I really, really, really, hate phoning the health insurance company. First I called the number on my card, went through two voice mail menus, waited five minutes and talked to someone who was very nice, but said I had to call another number because another company was responsible for refusing to pay my doctor. Lovely.
So I call the other number, get through three voice mail menus, get a “Your call is very important to us,” which loosely translates to “Go away little ant, we’re busy,” get through to a real live person (I’m pretty sure she was alive at least) who says “Can you hold while I close out my last call” and promptly puts me back on hold. This company had some nasty hold music. Someone in Hubby’s old company switched out the CD of classical music they were using for people on hold, and replaced it with Guns N Roses “Appetite for Destruction” once. I would have preferred Guns N Roses to the twinkly, syrupy, easy listening sludge they were piping at me.
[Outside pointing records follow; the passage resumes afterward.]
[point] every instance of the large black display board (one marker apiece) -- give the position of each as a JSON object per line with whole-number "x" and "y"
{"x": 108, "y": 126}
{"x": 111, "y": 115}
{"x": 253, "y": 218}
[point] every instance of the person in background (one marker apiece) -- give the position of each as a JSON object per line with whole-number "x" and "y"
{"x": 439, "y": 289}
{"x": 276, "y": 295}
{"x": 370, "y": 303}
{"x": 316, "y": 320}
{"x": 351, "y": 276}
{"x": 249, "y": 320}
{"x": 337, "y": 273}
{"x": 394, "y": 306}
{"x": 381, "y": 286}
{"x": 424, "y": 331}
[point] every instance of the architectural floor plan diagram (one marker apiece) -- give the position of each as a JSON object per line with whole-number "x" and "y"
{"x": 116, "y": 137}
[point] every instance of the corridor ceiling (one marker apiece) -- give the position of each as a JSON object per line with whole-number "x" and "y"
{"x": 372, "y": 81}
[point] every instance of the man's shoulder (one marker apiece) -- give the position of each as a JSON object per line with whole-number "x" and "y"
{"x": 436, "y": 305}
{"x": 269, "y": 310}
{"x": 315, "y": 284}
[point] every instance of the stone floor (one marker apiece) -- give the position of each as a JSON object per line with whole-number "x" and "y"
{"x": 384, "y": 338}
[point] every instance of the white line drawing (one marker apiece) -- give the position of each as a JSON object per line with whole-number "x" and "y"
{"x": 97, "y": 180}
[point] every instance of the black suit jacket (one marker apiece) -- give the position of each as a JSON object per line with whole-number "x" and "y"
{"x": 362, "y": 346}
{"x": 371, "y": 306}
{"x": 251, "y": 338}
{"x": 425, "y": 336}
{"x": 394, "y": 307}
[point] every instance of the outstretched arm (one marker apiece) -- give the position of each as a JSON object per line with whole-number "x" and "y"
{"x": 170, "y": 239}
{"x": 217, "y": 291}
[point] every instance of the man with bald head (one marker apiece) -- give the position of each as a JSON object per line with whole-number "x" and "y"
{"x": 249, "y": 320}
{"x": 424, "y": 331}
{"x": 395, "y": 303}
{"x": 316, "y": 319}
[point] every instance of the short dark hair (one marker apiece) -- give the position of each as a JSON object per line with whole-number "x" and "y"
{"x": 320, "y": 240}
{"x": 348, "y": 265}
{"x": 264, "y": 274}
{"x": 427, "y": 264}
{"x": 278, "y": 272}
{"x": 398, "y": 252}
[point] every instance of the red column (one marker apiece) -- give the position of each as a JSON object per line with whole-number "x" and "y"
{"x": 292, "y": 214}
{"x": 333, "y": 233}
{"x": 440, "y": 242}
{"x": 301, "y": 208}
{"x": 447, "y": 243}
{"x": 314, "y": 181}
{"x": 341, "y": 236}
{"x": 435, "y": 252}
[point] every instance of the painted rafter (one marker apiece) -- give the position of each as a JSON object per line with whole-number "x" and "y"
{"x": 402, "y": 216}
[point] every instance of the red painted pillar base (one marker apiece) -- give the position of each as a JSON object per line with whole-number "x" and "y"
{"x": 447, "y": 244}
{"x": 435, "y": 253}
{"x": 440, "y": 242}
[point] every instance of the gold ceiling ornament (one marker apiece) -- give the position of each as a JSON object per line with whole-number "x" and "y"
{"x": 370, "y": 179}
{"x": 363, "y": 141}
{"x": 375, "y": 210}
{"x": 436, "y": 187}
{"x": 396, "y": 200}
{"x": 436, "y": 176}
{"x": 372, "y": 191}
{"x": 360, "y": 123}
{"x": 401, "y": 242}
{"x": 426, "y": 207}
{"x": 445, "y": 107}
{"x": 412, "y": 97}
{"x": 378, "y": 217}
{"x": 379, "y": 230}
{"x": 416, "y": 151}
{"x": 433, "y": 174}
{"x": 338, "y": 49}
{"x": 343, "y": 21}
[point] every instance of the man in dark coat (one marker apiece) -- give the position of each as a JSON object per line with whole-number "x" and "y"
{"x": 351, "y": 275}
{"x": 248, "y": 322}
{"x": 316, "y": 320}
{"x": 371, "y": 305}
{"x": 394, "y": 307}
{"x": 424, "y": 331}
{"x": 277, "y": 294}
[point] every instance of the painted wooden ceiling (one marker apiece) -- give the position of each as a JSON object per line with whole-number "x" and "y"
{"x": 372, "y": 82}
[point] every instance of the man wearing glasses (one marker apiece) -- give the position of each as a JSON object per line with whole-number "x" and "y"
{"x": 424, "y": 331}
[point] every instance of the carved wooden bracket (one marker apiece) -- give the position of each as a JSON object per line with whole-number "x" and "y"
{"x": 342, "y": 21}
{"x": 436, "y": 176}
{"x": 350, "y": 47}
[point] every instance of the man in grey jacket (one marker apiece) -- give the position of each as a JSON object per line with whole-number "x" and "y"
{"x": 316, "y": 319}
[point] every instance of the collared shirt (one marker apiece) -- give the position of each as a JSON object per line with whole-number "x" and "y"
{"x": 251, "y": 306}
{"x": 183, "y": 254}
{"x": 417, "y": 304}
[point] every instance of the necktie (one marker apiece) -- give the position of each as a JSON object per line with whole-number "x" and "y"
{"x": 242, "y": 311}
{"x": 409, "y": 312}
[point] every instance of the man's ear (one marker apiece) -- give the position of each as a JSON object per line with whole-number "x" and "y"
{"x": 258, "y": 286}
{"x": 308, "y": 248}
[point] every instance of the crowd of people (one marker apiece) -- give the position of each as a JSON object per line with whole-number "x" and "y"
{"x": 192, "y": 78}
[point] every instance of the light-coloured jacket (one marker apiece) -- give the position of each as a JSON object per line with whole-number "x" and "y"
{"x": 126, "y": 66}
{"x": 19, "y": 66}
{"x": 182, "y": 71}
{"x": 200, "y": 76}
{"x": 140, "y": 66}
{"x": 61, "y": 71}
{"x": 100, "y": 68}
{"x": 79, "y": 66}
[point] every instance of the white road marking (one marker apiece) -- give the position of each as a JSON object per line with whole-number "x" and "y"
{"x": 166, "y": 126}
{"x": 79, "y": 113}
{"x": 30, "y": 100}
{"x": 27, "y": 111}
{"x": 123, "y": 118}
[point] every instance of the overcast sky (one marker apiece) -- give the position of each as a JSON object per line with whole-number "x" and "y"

The “customer service representative” came back finally and did the whole twenty questions “What’s your name, address, daytime phone number, star sign, shoe size, breakfast cereal preference, favourite exotic fruit, etc.” thing. I don’t like that because people over the phone sometimes get confused with my accent and think I’ve given them false information. After the interrogation, I finally get to state my case. “No, I’m not seeing a claim for that date,” my friendly CST says. “Huh,” quoth I. “Oh yes, there it is,” she says at last. The screw up was them misfiling the claim, then refusing to pay for it because it was in the wrong system. It’s their fault, and I get a $98 bill and panic that I’ve done something wrong.
I thought it was pretty funny when the voice mail menu said “If this is an emergency, please hang up and dial 911.” They waited until you’d gone through the voice mail menu before saying this, as if I’d be sat on hold bleeding from a severed artery, calmly waiting because “all of our representatives are currently busy with other customers.”
They say you get what you pay for. You don’t pay for the NHS in Britain exactly, but it’s generally OK. In America, you are a health care consumer. You paid for it, you have the right to jump up and down and shout if they mess it up, because they messed it up on your money. The customer is always right.